Wells fractured at the same time can be more closely spaced because the pressure levels should be roughly equal. While operators look for ways to fracture huge volumes of rock by simultaneously completing many wells at once, there is no avoiding older wells.
Schlumberger’s technical paper advised spacing new wells no closer than 900 ft from a well that had been producing 36 months or more—compared with a 750 ft minimum for one producing less than 12 months.
Schlumberger’s conclusions are the product of analysis using multiple models and data from the Delaware basin.
When it comes to well placement, the answer will vary with the location. The severity of interactions varies from basin to basin, and varies within them. They are a consideration in field designs, but there are many other factors that can significantly alter well placement, from lease lines to completion designs, and from available pipeline capacity to corporate budgets.
Newfield Exploration’s recently developed model includes a parent severity factor based on how the well has been fractured and how long it has been in production, said Sebastien Matringe, manager of reservoir optimization and analytics for Newfield. The index “should not be taken directly to be a risk factor. It is simply one of the hundreds of inputs that go into our model. The purpose of our model is exactly to decipher the respective influence of each input parameter on the production behavior.”
Newfield’s system was developed to allow decision makers to quickly work through a variety of development options and figure out which ones perform best. That begins with a data set describing the rock and fluid properties. Equally important in ultratight formations are details on how it is fractured and produced.
Newfield’s program includes well details, such as whether the toe of the well is higher or lower than the heel (toe-up or toe-down), whether the wellbore follows a winding path (tortuosity), and multiple completion design details from the amount of fluid and proppant pumped per foot to the number of stages and clusters.
Planners see how it all likely contributes to production potential on a gridded map, color-coded based on the production predictions. Stars on the map spot the wells, allowing users to compare predicted and actual results, Matringe said.
The machine-learning model delivered “some results that reinforce our expectations, and others that came as a surprise,” Matringe said.
Surprises can offer valuable insights, but users need to realize that “machine learning can go all over the place,” said David Castiñeira, chief technology officer of Quantum Reservoir Impact, an oilfield analytics company.
Experienced experts need to “make sure everything is based on reality,” Wynveen said.

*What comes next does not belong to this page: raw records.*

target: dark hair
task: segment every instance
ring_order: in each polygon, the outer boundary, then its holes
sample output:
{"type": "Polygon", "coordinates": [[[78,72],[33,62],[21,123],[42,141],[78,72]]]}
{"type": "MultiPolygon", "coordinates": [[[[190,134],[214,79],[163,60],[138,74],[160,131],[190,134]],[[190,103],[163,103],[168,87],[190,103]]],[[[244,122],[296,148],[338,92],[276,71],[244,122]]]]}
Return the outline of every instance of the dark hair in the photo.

Without that constraint on unworkable advice, there is the risk of “counterproductive outcomes.”
Some errors are visible, but easily missed. For example, economic projections comparing 1-mile-long and 2-mile-long laterals can be “drastically off” if the data are not adjusted to reflect the longer time it takes to flow back a 2-mile lateral before production begins, and the differing choke settings used, Matringe said.

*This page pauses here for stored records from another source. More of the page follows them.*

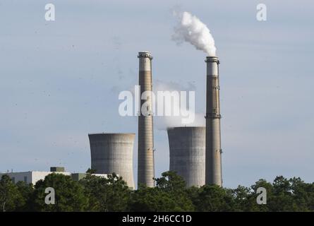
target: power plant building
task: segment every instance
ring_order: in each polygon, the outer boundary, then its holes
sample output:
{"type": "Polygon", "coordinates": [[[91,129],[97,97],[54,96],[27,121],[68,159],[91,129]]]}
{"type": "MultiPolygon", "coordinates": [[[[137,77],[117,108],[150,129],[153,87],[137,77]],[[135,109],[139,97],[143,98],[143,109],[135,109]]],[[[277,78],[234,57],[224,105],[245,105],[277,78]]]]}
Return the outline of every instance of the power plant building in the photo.
{"type": "Polygon", "coordinates": [[[88,134],[91,168],[96,174],[116,173],[134,189],[133,155],[135,133],[88,134]]]}
{"type": "Polygon", "coordinates": [[[187,186],[205,183],[205,128],[174,127],[167,130],[170,164],[187,186]]]}

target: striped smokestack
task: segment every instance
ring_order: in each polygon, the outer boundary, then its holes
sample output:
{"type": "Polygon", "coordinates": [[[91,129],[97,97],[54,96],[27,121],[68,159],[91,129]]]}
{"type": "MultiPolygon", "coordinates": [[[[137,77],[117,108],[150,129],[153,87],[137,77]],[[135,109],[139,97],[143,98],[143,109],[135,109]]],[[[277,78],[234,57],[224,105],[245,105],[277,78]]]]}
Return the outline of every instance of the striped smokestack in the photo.
{"type": "Polygon", "coordinates": [[[222,186],[220,138],[219,64],[217,56],[207,56],[206,177],[207,184],[222,186]]]}
{"type": "Polygon", "coordinates": [[[138,186],[155,186],[154,170],[154,138],[152,129],[152,59],[150,52],[140,52],[138,57],[139,65],[139,85],[140,97],[146,92],[146,100],[140,100],[140,114],[138,116],[138,186]],[[143,105],[144,104],[144,105],[143,105]],[[147,114],[142,108],[145,107],[147,114]]]}

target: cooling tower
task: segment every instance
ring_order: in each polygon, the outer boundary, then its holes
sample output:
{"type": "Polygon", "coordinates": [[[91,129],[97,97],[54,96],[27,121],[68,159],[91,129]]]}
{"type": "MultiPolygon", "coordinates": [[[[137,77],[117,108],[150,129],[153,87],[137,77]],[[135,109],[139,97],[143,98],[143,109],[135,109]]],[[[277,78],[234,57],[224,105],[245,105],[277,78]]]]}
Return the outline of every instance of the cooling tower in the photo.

Other possible errors can be lurking out of sight because the algorithm makes connections that are not visible. Some powerful algorithms, such as random forest or artificial neural networks, can identify complex relationships in the data. But the output does not provide decision makers information about the relationships used to do the evaluation, Matringe said.
“More advanced machine-learning models sometimes learn relatively convoluted relationships. This is why they are so powerful, but it makes them hard to fully understand. We therefore opted to use a simpler style of model—multivariate linear regression—which offers the advantage of being more transparent and can be interpreted easily,” he said.
“Building trust into the machine” is required to persuade engineers, geoscientists and decision makers to use this new tool, Matringe said.